De la Galilée au nord, jusqu’à Ashkelon au sud, c’est presque toute la plaine côtière d’Israël qui a été touchée jeudi par de très fortes pluies. La tempête avait commencé dans la nuit, provoquant des inondations, notamment dans la banlieue de Tel Aviv. Le lendemain matin, les averses avaient continué à balayer la région, entrainant une rapide montée des eaux.  A Ashkelon, un tronçon de route s’est effondré. A Herzliya, il a fallu évacuer une quarantaine d’enfants surpris par la montée des eaux dans leur école maternelle et la gare a dû être fermée. Dans de nombreuses villes, l’eau est montée, parfois de plusieurs dizaines de centimètres, comme dans certaines rues de Tel Aviv, bloquant les voitures et inondant des parkings et des sous-sols. Les pompiers ont dû effectuer des dizaines d’interventions.
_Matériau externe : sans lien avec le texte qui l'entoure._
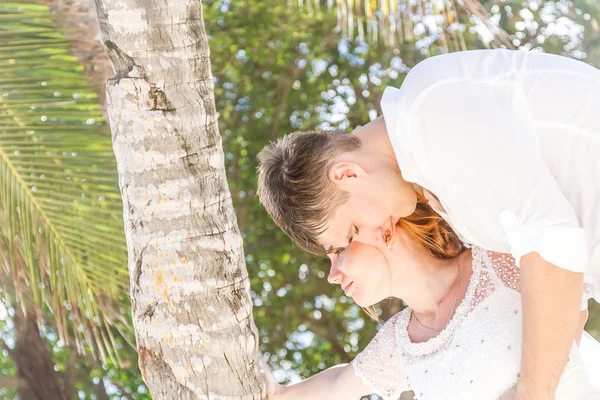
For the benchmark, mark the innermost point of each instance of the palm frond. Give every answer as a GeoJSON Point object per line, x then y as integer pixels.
{"type": "Point", "coordinates": [61, 226]}
{"type": "Point", "coordinates": [420, 22]}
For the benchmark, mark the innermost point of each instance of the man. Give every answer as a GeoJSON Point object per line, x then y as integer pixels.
{"type": "Point", "coordinates": [505, 145]}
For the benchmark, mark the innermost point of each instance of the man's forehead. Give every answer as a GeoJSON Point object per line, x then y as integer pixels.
{"type": "Point", "coordinates": [334, 237]}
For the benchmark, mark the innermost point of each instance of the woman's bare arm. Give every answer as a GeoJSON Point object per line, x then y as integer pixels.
{"type": "Point", "coordinates": [336, 383]}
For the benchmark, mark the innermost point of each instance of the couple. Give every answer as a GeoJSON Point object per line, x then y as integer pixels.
{"type": "Point", "coordinates": [504, 146]}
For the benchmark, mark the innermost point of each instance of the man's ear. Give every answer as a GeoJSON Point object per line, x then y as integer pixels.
{"type": "Point", "coordinates": [344, 173]}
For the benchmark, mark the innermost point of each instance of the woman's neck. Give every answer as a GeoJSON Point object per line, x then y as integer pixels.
{"type": "Point", "coordinates": [439, 288]}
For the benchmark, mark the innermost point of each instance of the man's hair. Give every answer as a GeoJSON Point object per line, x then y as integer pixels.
{"type": "Point", "coordinates": [294, 187]}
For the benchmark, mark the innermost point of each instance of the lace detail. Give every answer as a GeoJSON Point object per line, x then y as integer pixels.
{"type": "Point", "coordinates": [413, 352]}
{"type": "Point", "coordinates": [379, 365]}
{"type": "Point", "coordinates": [506, 269]}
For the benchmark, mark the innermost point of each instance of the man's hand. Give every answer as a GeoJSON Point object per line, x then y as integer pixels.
{"type": "Point", "coordinates": [551, 299]}
{"type": "Point", "coordinates": [510, 395]}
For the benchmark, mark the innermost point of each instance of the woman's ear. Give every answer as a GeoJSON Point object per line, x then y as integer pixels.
{"type": "Point", "coordinates": [344, 173]}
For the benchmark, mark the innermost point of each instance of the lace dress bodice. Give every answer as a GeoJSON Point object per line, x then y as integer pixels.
{"type": "Point", "coordinates": [476, 356]}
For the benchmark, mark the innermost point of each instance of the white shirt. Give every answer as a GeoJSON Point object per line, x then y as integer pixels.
{"type": "Point", "coordinates": [478, 354]}
{"type": "Point", "coordinates": [509, 142]}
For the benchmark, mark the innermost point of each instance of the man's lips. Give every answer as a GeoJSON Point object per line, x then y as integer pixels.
{"type": "Point", "coordinates": [348, 287]}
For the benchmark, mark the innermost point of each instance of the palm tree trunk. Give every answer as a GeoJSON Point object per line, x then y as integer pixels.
{"type": "Point", "coordinates": [31, 356]}
{"type": "Point", "coordinates": [189, 286]}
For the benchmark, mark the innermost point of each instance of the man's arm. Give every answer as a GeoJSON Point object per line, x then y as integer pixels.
{"type": "Point", "coordinates": [551, 299]}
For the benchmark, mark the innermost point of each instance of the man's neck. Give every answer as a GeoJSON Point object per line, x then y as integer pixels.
{"type": "Point", "coordinates": [375, 140]}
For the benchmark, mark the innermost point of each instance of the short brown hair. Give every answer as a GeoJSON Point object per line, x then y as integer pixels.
{"type": "Point", "coordinates": [294, 187]}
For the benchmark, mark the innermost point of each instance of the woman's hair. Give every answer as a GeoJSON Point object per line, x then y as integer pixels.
{"type": "Point", "coordinates": [430, 232]}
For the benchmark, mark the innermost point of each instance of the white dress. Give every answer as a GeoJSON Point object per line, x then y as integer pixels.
{"type": "Point", "coordinates": [477, 355]}
{"type": "Point", "coordinates": [509, 142]}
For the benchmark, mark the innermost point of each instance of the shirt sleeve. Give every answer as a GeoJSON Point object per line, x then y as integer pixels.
{"type": "Point", "coordinates": [477, 140]}
{"type": "Point", "coordinates": [379, 365]}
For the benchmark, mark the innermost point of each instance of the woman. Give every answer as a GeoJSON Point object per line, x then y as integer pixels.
{"type": "Point", "coordinates": [460, 336]}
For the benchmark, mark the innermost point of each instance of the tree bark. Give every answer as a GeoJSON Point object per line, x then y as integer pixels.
{"type": "Point", "coordinates": [191, 305]}
{"type": "Point", "coordinates": [33, 361]}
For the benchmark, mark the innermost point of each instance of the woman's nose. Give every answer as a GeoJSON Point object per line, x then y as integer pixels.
{"type": "Point", "coordinates": [335, 275]}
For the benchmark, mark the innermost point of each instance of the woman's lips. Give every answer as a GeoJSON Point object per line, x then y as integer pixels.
{"type": "Point", "coordinates": [348, 286]}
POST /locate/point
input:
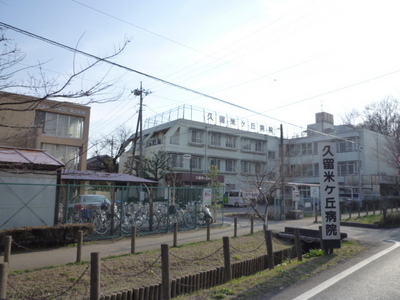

Les pluies à cette période de l’année n’ont rien d’inhabituel en Israël, sauf que leur intensité sur une courte durée devient beaucoup plus forte depuis quelques années. Et le problème, c’est qu’elles se concentrent sur la région la plus peuplée et donc la plus urbanisée du pays. Or, les infrastructures existantes sont insuffisantes pour assurer l’écoulement des eaux de pluie. Et c’est ce qui se passe aussi dans des zones où la pluie continue à ruisseler parce qu’elle ne parvient pas à s’infiltrer dans le sol, jusqu’à s’accumuler dans les points les plus bas, provoquant des inondations. Et les cours d’eau comme le Yarkon, qui traverse Tel Aviv, restent secs une bonne partie de l’année, mais leur niveau monte très rapidement avec les premières pluies, jusqu’à entrainer des crues.

Et la poursuite de la construction, dans la région qui héberge déjà plus des deux tiers de la population du pays, réduit encore les possibilités d’écoulement naturel. Trop de surfaces « imperméables », comme les routes et les trottoirs bloquent l’eau en surface, qui va entrer partout où elle peut, avec les dégâts qui s’ensuivent.

Si le changement climatique  est partiellement responsable de ce phénomène qui se répète maintenant presque tous les automnes, la politique d’aménagement du territoire et en particulier d’urbanisme, ne s’est pas encore adaptée. Dans le centre d’Israël et la région du Gush Dan – Tel Aviv et ses environs – les zones construites produisent cinq fois plus de ruissellement que les zones naturelles. Et dans ce secteur, l’urbanisation devrait encore être doublée d’ici 2050.

Des programmes sont pourtant à l’étude pour modifier les règlementations en matière de construction. Par exemple, les promoteurs de projets immobiliers devront intégrer dans leurs plans l’évacuation des eaux de pluie, proportionnellement à la surface utilisée, par infiltration naturelle et par un meilleur système d’évacuation. Il faut aussi la création d’une autorité nationale qui devra planifier et mettre en place une politique générale de gestion des eaux de pluie. Les projets existent. Il leur reste seulement à être concrétisés.